- Theatrical film poster
- Directed by: Rolf de Heer
- Written by: Rolf de Heer
- Produced by: Rolf de Heer Domenico Procacci Julie Ryan
- Starring: Gary Sweet Helen Buday
- Cinematography: Ian Jones
- Edited by: Tania Nehme
- Music by: Graham Tardif
- Production companies: Vertigo Productions Pty. Ltd. The Australian Film Commission Fandango Australia Hendon Studios Palace Films The South Australian Film Corporation
- Distributed by: Palace Films 20th Century Fox Home Entertainment
- Release date: 8 May 2003 (Australia);
- Running time: 103 minutes
- Country: Australia
- Language: English
- Box office: A$844,494 (Australia)

= Alexandra's Project =

Alexandra's Project is a 2003 Australian drama thriller film written and directed by Rolf de Heer and starring Gary Sweet and Helen Buday.

==Plot==
Upon returning home from work on his birthday, Steve, a middle class husband and father of two, finds the house dark and his family not home.
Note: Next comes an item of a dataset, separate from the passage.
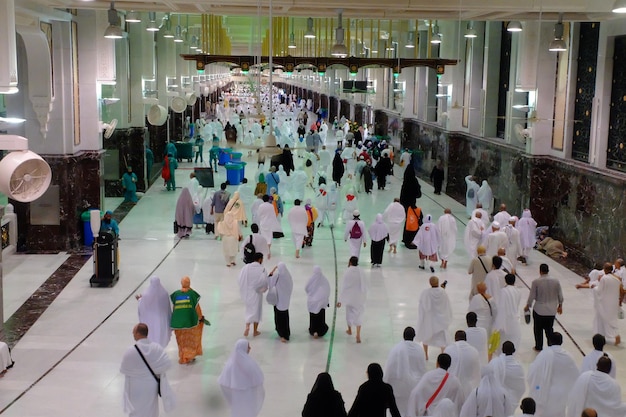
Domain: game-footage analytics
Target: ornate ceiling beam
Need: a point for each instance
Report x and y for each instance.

He notices a chair, his television set, and a video tape obviously set out for his viewing. He turns the TV and VCR on, and begins to watch a tape made for him by his wife, Alexandra. The first clip shows his wife and children wishing him a happy birthday, but after the kids leave the room, Alexandra begins a striptease, and it appears to be nothing more than a birthday gift. As it progresses, however, it becomes clear that the tape is designed to humiliate and torture Steve for marital problems that Alexandra has been stewing about for years.
As part of her 'show', Alexandra feigns breast cancer, has sex with their neighbour, and tells Steve that neither she nor their two children are ever coming home.

== Cast ==
- Gary Sweet as Steve
- Helen Buday as Alexandra
- Bogdan Koca as Bill
- Jack Christie as Sam
- Samantha Knigge as Emma
- Eileen Darley as Christine
- Geoff Revell as Rodney
- Philip Spruce as Taxi Driver
- Nathan O'Keefe as Man at Door
- Peter Greena as Chairman
- Martha Lott as Female Worker
- Cindy Elliott as Female Worker
- Gemma Falk as Female Worker
- Nicole Daniel as Female Worker
- Duncan Graham as Male Worker
- Michael Ienna as Male Worker

==Production==
De Heer originally wanted to make the film so he could use a single location and use up various fragments of ideas he had accumulated.

==Release==
The film's world premiere was 14 February 2003 as part of the Berlin International Film Festival and was released regularly as Cinema release on 8 May 2003 in Australia.

==Reception==
===Box office===
Alexandra's Project took $844,494 at the box office in Australia.

===Critical reception===
On Rotten Tomatoes the film has rating of 53% based on 19 reviews, with an average 5.56/10 rating. The Cultural Post gave it three out of five stars.

===Accolades===

Award: Category; Subject; Result
AACTA Awards (2003 AFI Awards): Best Film; Rolf de Heer; Nominated
Domenico Procacci: Nominated
Julie Ryan: Nominated
Best Actress: Helen Buday; Nominated
Best Editing: Tania Nehme; Nominated
Best Original Music Score: Graham Tardif; Nominated
Best Sound: James Currie; Nominated
Rory McGregor: Nominated
Nada Mikas: Nominated
Andrew Plain: Nominated
Berlin International Film Festival: Golden Bear; Rolf de Heer; Nominated
Chicago International Film Festival: Gold Hugo for Best Feature; Nominated
FCCA Awards: Best Director; Nominated
Best Original Screenplay: Won
Best Film: Nominated
Domenico Procacci: Nominated
Julie Ryan: Nominated
Best Actor - Male: Gary Sweet; Nominated
Best Actor - Female: Helen Buday; Nominated
Best Supporting Actor - Male: Bogdan Koca; Nominated
Best Editing: Tania Nehme; Nominated
Golden Trailer Awards: Best Foreign Dramatic Trailer; Nominated
Inside Film Awards: Best Direction; Rolf de Heer; Nominated
Best Actress: Helen Buday; Nominated
Best Sound: James Currie; Nominated
Nada Mikas: Nominated
Andrew Plain: Nominated
Montreal World Film Festival: Golden Zenith for Best Film from Oceania; Rolf de Heer; Won
Valladolid International Film Festival: Golden Spike; Nominated
Best Actress: Helen Buday; Won

==Home media==
Alexandra's Project was released by Fandango Australia / Palace Films as a DVD in 2003.